Este texto, não passa de um humilde e mero contributo no sentido de recuperar a essência, e resgatar o significado simbólico da festa do Carnaval, o que pressupõe um regressus ad uterum, que se perdeu no caminho das tendências e das modas.
O Carnaval, tem origem pagã, e como o nome indica, vem de navalis carrus, que é um veículo em forma de barco, montado sobre rodas, usado nas procissões de Dionísio, e/ou designa o tempo em que a (carn) vai ávale’ ou seja, cai. Esta celebração, é considerada a festa profana mais antiga que se tem registo.

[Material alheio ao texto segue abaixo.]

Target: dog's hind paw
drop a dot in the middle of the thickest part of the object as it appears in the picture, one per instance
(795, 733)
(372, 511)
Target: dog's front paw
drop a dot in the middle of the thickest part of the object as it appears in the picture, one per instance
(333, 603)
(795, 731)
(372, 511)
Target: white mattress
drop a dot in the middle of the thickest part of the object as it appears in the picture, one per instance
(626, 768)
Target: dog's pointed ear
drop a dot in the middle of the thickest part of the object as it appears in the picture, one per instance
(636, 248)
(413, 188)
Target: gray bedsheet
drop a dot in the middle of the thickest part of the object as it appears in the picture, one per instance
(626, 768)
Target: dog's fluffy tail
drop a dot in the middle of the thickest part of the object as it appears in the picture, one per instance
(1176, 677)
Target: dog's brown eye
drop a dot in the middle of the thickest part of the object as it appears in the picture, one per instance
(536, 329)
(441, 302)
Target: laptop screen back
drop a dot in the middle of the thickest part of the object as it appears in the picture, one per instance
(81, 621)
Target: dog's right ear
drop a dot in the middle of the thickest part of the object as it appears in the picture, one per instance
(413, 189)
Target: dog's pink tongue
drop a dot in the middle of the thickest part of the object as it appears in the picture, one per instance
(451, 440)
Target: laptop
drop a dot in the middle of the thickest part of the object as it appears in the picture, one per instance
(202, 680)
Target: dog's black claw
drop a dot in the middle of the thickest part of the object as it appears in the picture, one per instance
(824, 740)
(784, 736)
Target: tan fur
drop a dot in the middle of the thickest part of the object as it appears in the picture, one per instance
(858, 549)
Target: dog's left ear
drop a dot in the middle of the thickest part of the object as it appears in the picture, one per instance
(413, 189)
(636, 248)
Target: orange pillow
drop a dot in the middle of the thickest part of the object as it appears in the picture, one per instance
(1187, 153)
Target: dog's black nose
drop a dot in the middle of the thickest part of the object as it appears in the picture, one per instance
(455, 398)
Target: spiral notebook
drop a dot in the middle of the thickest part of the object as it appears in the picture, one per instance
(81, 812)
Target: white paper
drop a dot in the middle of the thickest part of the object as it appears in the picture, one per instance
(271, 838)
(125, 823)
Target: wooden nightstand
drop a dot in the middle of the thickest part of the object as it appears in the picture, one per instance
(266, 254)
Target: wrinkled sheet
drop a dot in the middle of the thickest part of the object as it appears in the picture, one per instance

As suas raízes mais remotas encontram no antigo Egipto, as festas em homenagem a Isis e Osíris, e na Grécia, através do culto a Dionísio, em que eram celebrados os ciclos da Natureza, de morte e renascimento, o corpo de Dionisio (em forma de cachos de uva) é desmembrado, significa a morte no inverno, para depois dar lugar ao vinho, na primavera; simbolizando a vitória da luz sobre as trevas, e da primavera sobre o inverno.
É precisamente esta ambiguidade, tão bem cantada na música de Chico Buarque: ”vai passar”: …” tinham direito a uma alegria fugaz, uma ofegante epidemia, que se chamava Carnaval, o carnaval, o carnaval”. É precisamente esta oportunidade de viver uma segunda vida, nas palavras de Mikhail Baktin: “durante o Carnaval é a própria vida que representa, e durante um certo tempo o jogo se transforma em vida real. Essa é a natureza específica do Carnaval, que permite viver a “folia dionisíaca”, uma ode musical à loucura positiva que nos aproxima dos arquétipos. Folia é loucura, é fole, sopro, e recordar que independentemente das circunstâncias externas, sempre nos podemos inspirar e viver os arquétipos do Bom, do Belo, do Justo e do Verdadeiro. O que nos convida involuntariamente à seguinte interrogação: a força do arquétipo de Dionísio o que é capaz de mobilizar em nós? Ele é o Deus que possibilita o estado alterado de consciência através do seu néctar sagrado, levando à conexão com o divino através da liberdade, amor e alegria. A ligação com a energia suprema pode ser feita sem sofrimento e dor, apesar destes sentimentos e sensações também fazerem parte da vida.
Dionísio vem-nos mostrar que a vida pode ser vivida de forma prazerosa, sem preconceitos. A festividade e o vinho representam a leveza diante da vida para que tudo se possa realizar. Tudo depende do livre arbítrio e do equilíbrio de cada um ao se utilizar dos recursos promovidos pela força dos arquétipos.